Aber diese fragile Versorgung ist bedroht. Der Kautschukbaum Hevea brasiliensis, der im brasilianischen Regenwald beheimatet ist, wird im Land nicht mehr kommerziell angebaut, da der südamerikanische Blattbrand, ein katastrophaler Krankheitserreger, die Kautschukindustrie des Landes in den 1930er Jahren vernichtete. Strenge Quarantänekontrollen haben die Krankheit vorerst auf Südamerika beschränkt, aber die Ankunft in Asien gilt als fast unvermeidlich.

In der Zwischenzeit sehen sich die Landwirte in anderen Teilen der Welt immer noch mit lokalen Krankheitserregern wie der Weißwurzelkrankheit und anderen Blattfäuleerregern konfrontiert, die von benachbarten Ölpalmenplantagen eingeschleppt wurden. Auch der Klimawandel fordert seinen Tribut – Thailands Kautschukproduktion wurde in den letzten Jahren von Dürren und Überschwemmungen heimgesucht, wobei letztere auch die Ausbreitung von krankheitsverursachenden Mikroben in den Anbaugebieten begünstigten.
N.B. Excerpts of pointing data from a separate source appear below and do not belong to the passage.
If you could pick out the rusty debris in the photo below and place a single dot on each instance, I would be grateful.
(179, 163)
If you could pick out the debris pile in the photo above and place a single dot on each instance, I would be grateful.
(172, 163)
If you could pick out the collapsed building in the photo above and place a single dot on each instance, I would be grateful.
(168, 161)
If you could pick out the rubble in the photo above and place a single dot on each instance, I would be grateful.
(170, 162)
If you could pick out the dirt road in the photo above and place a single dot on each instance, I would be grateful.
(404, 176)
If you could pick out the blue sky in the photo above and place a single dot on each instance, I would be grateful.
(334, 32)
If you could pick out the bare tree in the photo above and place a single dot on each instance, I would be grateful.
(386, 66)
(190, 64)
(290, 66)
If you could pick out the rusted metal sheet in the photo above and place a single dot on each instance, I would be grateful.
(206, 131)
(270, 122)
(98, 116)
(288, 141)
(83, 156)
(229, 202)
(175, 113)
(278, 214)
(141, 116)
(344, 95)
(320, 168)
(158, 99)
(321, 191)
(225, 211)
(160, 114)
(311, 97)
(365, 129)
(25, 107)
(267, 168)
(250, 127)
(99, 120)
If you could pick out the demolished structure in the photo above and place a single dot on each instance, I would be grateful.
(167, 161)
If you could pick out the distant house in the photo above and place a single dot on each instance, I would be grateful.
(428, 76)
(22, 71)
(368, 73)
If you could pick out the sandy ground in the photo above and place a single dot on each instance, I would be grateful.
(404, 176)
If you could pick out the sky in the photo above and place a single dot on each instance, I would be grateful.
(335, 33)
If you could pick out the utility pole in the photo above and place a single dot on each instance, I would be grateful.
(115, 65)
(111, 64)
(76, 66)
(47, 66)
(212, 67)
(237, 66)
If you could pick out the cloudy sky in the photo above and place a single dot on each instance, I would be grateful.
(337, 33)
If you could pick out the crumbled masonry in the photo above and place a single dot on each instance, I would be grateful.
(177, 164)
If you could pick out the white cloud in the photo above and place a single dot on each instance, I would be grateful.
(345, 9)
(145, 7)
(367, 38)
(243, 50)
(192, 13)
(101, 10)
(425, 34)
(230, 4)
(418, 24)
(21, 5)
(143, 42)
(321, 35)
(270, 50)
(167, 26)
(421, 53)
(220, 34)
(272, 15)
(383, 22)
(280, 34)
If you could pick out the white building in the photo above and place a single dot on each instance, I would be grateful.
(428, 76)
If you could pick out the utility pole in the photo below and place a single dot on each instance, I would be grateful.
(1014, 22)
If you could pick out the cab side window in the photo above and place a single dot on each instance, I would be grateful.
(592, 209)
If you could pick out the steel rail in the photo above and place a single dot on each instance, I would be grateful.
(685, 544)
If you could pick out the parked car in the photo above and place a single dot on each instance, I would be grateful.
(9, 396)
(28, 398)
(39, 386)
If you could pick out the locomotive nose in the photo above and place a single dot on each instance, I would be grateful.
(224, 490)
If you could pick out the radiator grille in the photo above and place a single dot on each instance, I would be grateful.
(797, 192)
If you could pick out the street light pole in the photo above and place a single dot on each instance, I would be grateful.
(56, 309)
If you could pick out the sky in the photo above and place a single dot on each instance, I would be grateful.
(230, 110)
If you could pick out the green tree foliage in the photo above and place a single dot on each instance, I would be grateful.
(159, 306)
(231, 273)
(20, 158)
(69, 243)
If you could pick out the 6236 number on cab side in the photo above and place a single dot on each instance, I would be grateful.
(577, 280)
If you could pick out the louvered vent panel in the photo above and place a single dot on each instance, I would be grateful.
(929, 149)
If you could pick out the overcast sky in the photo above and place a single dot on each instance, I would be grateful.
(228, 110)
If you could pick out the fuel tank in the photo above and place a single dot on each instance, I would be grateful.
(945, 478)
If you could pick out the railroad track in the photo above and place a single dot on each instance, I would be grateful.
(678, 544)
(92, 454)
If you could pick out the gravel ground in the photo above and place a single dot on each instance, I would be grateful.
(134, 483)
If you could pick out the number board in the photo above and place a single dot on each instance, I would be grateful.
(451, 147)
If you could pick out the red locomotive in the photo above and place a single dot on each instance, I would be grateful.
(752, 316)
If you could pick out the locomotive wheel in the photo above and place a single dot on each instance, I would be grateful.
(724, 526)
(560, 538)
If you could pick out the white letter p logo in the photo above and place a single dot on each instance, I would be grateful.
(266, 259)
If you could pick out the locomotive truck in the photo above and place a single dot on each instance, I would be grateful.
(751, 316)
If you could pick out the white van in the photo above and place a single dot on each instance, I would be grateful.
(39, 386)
Eine wachsende Nachfrage nach Kautschuk und ein knappes Angebot sollten eigentlich gute Nachrichten für die Bauern sein, da der Anbau von Kautschuk dadurch profitabler werden würde. Leider ist das nicht der Fall. Der Preis für Kautschuk wird von der weit entfernten Shanghai Futures Exchange festgelegt, wo Makler auf den Wert dieses Materials neben Gold, Aluminium und Treibstoff spekulieren. „Die Preisgestaltung hat nichts mit den Produktionskosten zu tun“, sagt Robert Meyer, Mitbegründer des Kautschukkäufers Halcyon Agri. Aufgrund dieser Regelung kann der Preis für eine Tonne Kautschuk von einem Monat zum nächsten um das Dreifache schwanken und wurde in den letzten Jahren auf sehr niedrigen Werten gehalten.